As bursites são inflamações nas bursas do nosso organismo. No quadril, a principal Bursa acometida é a bursa trocantérica, causando a bursite trocantérica, que muitas vezes vem associada a tendite de glúteo médio, e cursa com dor na região lateral do quadril.

Acomete principalmente mulheres acima de 40 anos de idade. A dor costuma piorar ao deitar-se de lado sobre o quadril acometido.

Fisioterapia e medicações analgésicas solucionam a grande maioria dos casos. Infiltrações são frequentemente realizadas, e costumam resolver casos refratários. Cirurgia é raramente realizada na bursite trocantérica.

Bursite Trocantérica | Dr. Felipe Bessa
Imagem ilustrando uma bursite trocantérica e sua associação com a tendinite glútea, e o tratamento com infiltração local com anestésicos.

O tratamento ideal deve ser individualizado e definido após uma avaliação médica criteriosa.
Consulte um especialista em quadril.

Referências
Sociedade Brasileira de Quadril
Sociedade Brasileira de Ortopedia e Traumatologia
Mayo Clinic
OrthoInfo

FAQ

1. Por que o quadril dói?

Diversas são as causas de dor no quadril. Tendinites, bursites, traumas, artrose e osteonecrose da cabeça do fêmur são algumas causas de dor na articulação do quadril. A causa exata deve ser investigada por um Ortopedista de Quadril, com uma consulta detalhada e realização de exames de imagem, para que o tratamento adequado possa ser realizado.

2. Qual o médico que cuida do quadril?

O médico responsável por tratar doenças do quadril é o Ortopedista de Quadril. Essa é uma sub-especialidade dentro da Ortopedia e Traumatologia, na qual o ortopedista foca seus estudos e capacitação técnica para cirurgias envolvendo o quadril. Tal enfoque proporciona um resultado otimizado para pacientes com doenças nessa articulação.

3. Quando procurar um especialista em quadril?

O Ortopedista de Quadril deve ser procurado quando o paciente apresenta dor na região da virilha, parte de cima da coxa, parte baixa da região lombar, nádegas e região lateral do quadril e bacia. Sintomas nessas localizações provavelmente são causados por doenças do quadril, e portanto devem ser tratados por em especialista em quadril.

4. O que fazer para aliviar a dor no quadril?

Antes de pensar num tratamento para dores no quadril, é importante identificar a causa exata da dor.

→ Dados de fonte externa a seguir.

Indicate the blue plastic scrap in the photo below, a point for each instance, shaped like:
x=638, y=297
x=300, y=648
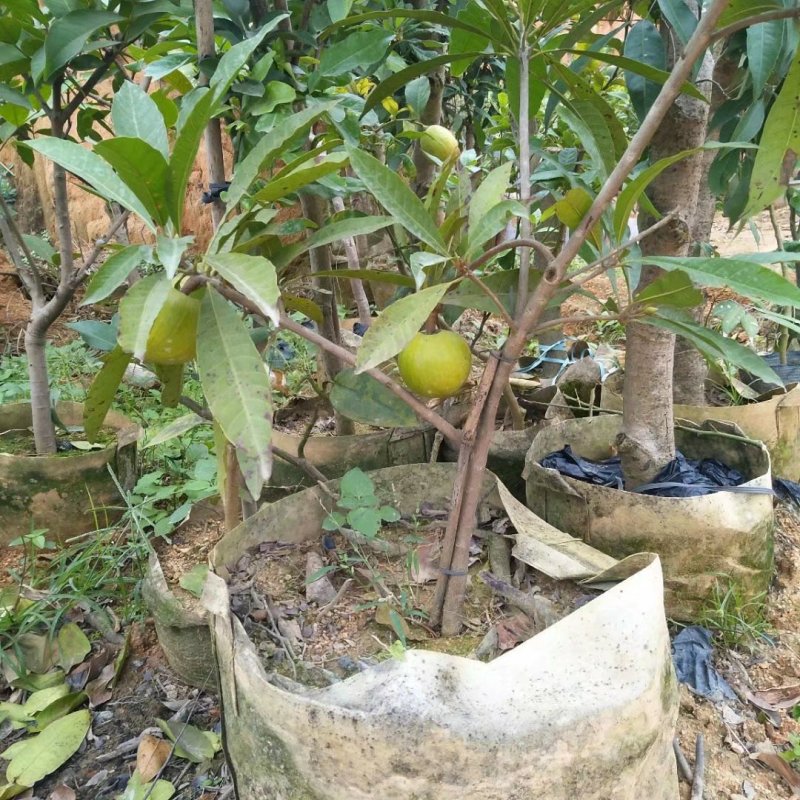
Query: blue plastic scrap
x=692, y=653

Casos de tendinite e bursite, podem ser aliviados com Fisioterapia, compressas locais e anti-inflamatórios. Doenças como impacto femoro-acetabular e lesão labral podem melhorar com Fisioterapia específica, mas podem precisar de cirurgia. Casos de artrose, dependendo do estágio, podem ser tratados com medicações, infiltração ou cirurgia.